As an individual or business dealing with unpaid debts, it might alarm you to realise that it is possible for a debtor to get a claim struck out even once a CCJ has been granted.
Although most creditors do not have to worry about facing off against Downing Street in their debt recovery claims, it is interesting to explore the circumstances in which a debtor can overturn a County Court Judgment once it has been made.
When can a debtor overturn a County Court Judgment?
Creditors often breathe a sigh of relief once they receive their copy of the County Court Judgment. It is absolute confirmation that the debtor owes them money and, if the debtor does not repay, opens up lots of enforcement options.
Read more about how to enforce a County Court Judgment here.
But there are situations when a debtor may take legal action to try to get the CCJ overturned (or ‘set aside’). This can often come as a surprise to creditors, particularly where the debtor has not engaged with the money claim proceedings until this point.
The court will agree to set aside a CCJ if the claimant was not entitled to the judgment, for example, the debtor paid the whole amount before judgment was entered. The court may set aside a CCJ in some other cases, for example, where the debtor has a reasonable prospect for defending the claim.
It is very difficult for a debtor to challenge a CCJ if they received the claim form and replied because, from the court’s perspective, they should have raised any defence at that point.
There may also be circumstances where the debtor applies to vary the CCJ, rather than to get it set aside. This will usually be the case where they do not dispute the CCJ but cannot afford to pay it all at once or follow the court’s repayment plan. In such cases, the court may agree to make repayments more affordable.
Do you have to go back to court?
If the debtor makes an application to set aside, the court will usually list a hearing which you should attend.
If the debtor did not reply to the original claim form and you got Judgment in Default, this may be your first court hearing, which will understandably be nerve-wracking. However, your solicitor will be by your side throughout the entire process and will take all the necessary steps to defend your position.
At the hearing, the judge will hear all the evidence and then make a decision to:
- Set aside the Judgment;
- Dismiss the application; or
- Schedule a further hearing – this is only likely if there are very complex issues to consider.
What happens if the County Court Judgment is set aside?
If the CCJ is set aside, you and the debtor will be back in the position you were before you obtained the CCJ in the first place. Any enforcement action you had planned, such as bailiff instructions, would need to be cancelled.

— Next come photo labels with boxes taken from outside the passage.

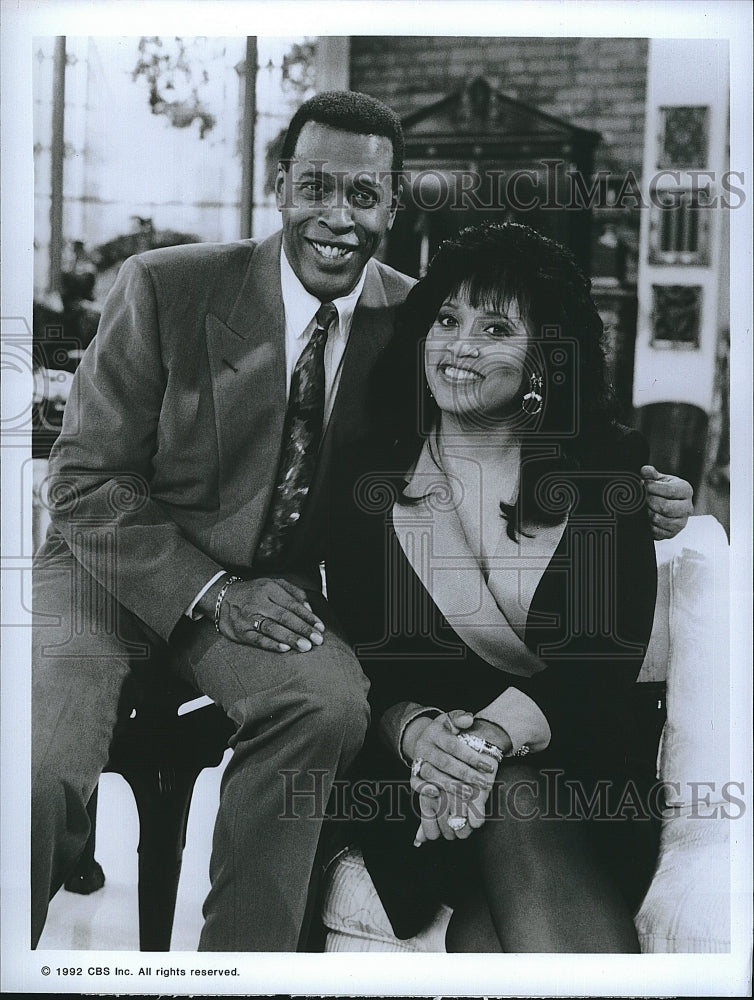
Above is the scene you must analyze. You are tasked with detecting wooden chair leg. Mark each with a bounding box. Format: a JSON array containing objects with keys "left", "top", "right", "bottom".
[
  {"left": 64, "top": 786, "right": 105, "bottom": 896},
  {"left": 121, "top": 765, "right": 202, "bottom": 951}
]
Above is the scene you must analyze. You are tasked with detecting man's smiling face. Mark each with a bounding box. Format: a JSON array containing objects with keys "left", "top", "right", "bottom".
[{"left": 275, "top": 122, "right": 396, "bottom": 302}]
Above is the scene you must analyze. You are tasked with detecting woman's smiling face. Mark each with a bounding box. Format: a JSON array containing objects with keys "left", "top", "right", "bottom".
[{"left": 424, "top": 291, "right": 530, "bottom": 420}]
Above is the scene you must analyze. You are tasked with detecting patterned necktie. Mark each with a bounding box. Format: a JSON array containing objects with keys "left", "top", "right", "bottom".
[{"left": 255, "top": 302, "right": 338, "bottom": 564}]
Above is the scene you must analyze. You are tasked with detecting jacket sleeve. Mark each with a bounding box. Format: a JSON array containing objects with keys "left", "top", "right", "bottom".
[
  {"left": 49, "top": 257, "right": 223, "bottom": 639},
  {"left": 511, "top": 431, "right": 657, "bottom": 752}
]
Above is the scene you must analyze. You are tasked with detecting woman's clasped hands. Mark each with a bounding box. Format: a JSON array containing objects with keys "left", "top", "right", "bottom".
[{"left": 404, "top": 709, "right": 505, "bottom": 847}]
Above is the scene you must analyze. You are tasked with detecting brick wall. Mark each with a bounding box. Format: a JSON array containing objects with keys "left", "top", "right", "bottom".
[{"left": 351, "top": 36, "right": 647, "bottom": 175}]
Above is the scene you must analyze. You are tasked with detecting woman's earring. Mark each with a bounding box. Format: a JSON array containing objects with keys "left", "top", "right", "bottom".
[{"left": 521, "top": 374, "right": 543, "bottom": 417}]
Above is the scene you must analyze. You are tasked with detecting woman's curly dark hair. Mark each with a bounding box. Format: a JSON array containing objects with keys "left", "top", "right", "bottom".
[{"left": 373, "top": 222, "right": 616, "bottom": 539}]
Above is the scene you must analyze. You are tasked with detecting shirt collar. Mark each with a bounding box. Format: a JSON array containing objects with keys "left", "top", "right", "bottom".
[{"left": 280, "top": 247, "right": 367, "bottom": 337}]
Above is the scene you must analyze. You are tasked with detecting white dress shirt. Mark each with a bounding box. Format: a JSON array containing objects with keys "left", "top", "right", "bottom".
[{"left": 185, "top": 248, "right": 367, "bottom": 619}]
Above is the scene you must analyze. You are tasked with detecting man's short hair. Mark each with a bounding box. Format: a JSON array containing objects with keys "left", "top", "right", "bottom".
[{"left": 280, "top": 90, "right": 405, "bottom": 187}]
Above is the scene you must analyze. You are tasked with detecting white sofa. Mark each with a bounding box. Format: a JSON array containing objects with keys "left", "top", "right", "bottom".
[{"left": 322, "top": 516, "right": 728, "bottom": 952}]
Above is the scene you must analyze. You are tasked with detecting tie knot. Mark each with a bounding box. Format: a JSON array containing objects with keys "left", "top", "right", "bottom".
[{"left": 315, "top": 302, "right": 338, "bottom": 331}]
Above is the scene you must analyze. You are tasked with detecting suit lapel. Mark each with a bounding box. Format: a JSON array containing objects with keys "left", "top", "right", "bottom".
[{"left": 206, "top": 234, "right": 286, "bottom": 566}]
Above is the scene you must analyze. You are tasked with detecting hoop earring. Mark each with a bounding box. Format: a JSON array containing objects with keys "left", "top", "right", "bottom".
[{"left": 521, "top": 374, "right": 544, "bottom": 417}]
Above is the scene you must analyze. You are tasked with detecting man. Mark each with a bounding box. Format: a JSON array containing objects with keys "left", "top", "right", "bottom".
[{"left": 32, "top": 93, "right": 688, "bottom": 951}]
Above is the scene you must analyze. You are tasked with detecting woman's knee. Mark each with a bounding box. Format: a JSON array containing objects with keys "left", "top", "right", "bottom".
[{"left": 491, "top": 761, "right": 550, "bottom": 823}]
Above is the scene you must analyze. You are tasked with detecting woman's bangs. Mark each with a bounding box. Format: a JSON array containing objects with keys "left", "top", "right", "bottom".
[{"left": 450, "top": 268, "right": 530, "bottom": 320}]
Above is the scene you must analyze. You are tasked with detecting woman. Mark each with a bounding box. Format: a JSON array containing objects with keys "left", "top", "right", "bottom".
[{"left": 326, "top": 224, "right": 656, "bottom": 952}]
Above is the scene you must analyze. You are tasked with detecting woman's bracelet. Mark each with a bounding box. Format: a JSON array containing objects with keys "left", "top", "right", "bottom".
[
  {"left": 457, "top": 733, "right": 505, "bottom": 764},
  {"left": 215, "top": 576, "right": 243, "bottom": 635}
]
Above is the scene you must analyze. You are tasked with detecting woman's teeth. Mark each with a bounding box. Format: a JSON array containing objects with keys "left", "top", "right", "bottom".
[
  {"left": 442, "top": 365, "right": 482, "bottom": 382},
  {"left": 312, "top": 242, "right": 355, "bottom": 260}
]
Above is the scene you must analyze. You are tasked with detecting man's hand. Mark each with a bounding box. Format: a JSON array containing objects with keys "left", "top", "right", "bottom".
[
  {"left": 641, "top": 465, "right": 694, "bottom": 540},
  {"left": 404, "top": 710, "right": 497, "bottom": 843},
  {"left": 203, "top": 577, "right": 325, "bottom": 653}
]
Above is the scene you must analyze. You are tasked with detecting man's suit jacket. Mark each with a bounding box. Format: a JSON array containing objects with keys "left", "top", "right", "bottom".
[{"left": 41, "top": 233, "right": 412, "bottom": 639}]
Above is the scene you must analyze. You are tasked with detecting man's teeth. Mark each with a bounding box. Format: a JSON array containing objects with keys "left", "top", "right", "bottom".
[
  {"left": 312, "top": 243, "right": 353, "bottom": 260},
  {"left": 443, "top": 365, "right": 482, "bottom": 382}
]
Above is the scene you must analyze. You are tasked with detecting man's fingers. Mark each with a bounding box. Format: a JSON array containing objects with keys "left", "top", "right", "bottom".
[
  {"left": 269, "top": 587, "right": 324, "bottom": 631},
  {"left": 650, "top": 513, "right": 678, "bottom": 538},
  {"left": 270, "top": 577, "right": 306, "bottom": 604},
  {"left": 413, "top": 754, "right": 494, "bottom": 790},
  {"left": 220, "top": 622, "right": 291, "bottom": 653},
  {"left": 243, "top": 615, "right": 322, "bottom": 653},
  {"left": 647, "top": 493, "right": 694, "bottom": 517},
  {"left": 267, "top": 605, "right": 323, "bottom": 649}
]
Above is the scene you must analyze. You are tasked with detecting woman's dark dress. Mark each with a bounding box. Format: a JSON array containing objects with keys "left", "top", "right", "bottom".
[{"left": 328, "top": 428, "right": 658, "bottom": 937}]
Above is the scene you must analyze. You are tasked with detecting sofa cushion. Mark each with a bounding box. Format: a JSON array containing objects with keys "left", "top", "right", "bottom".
[
  {"left": 635, "top": 808, "right": 731, "bottom": 953},
  {"left": 660, "top": 517, "right": 730, "bottom": 806}
]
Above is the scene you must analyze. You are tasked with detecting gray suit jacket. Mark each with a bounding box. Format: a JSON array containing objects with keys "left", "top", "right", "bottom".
[{"left": 41, "top": 233, "right": 412, "bottom": 639}]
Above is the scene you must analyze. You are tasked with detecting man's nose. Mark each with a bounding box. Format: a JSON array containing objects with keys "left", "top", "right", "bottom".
[{"left": 319, "top": 195, "right": 353, "bottom": 233}]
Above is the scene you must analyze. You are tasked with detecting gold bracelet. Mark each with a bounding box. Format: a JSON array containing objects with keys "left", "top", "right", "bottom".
[
  {"left": 456, "top": 733, "right": 504, "bottom": 764},
  {"left": 215, "top": 576, "right": 243, "bottom": 635}
]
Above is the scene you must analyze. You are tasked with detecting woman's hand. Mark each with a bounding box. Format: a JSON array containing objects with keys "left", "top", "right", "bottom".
[{"left": 404, "top": 710, "right": 497, "bottom": 842}]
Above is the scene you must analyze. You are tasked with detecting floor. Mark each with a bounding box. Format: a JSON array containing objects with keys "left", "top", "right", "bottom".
[{"left": 39, "top": 751, "right": 230, "bottom": 951}]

The proceedings will usually go back to the claim stage, so the debtor will have the opportunity to respond to the claim and make any offers or put forward any defence or counterclaim.
If you are successful after these proceedings, the court will make another County Court Judgment that you can enforce as normal.
In some circumstances (such as Boris Johnson’s situation), the court may strike out the claim, in part or in whole, as well as set aside the CCJ. This may happen where the court decides:
- That there were no reasonable grounds to bring a claim;
- That there has been an abuse of process; or
- That there has been a failure to comply with a court order or the Civil Procedure Rules.
A Strike Out Order usually means that your claim has been dismissed, although a claim can sometimes be restored after being struck out.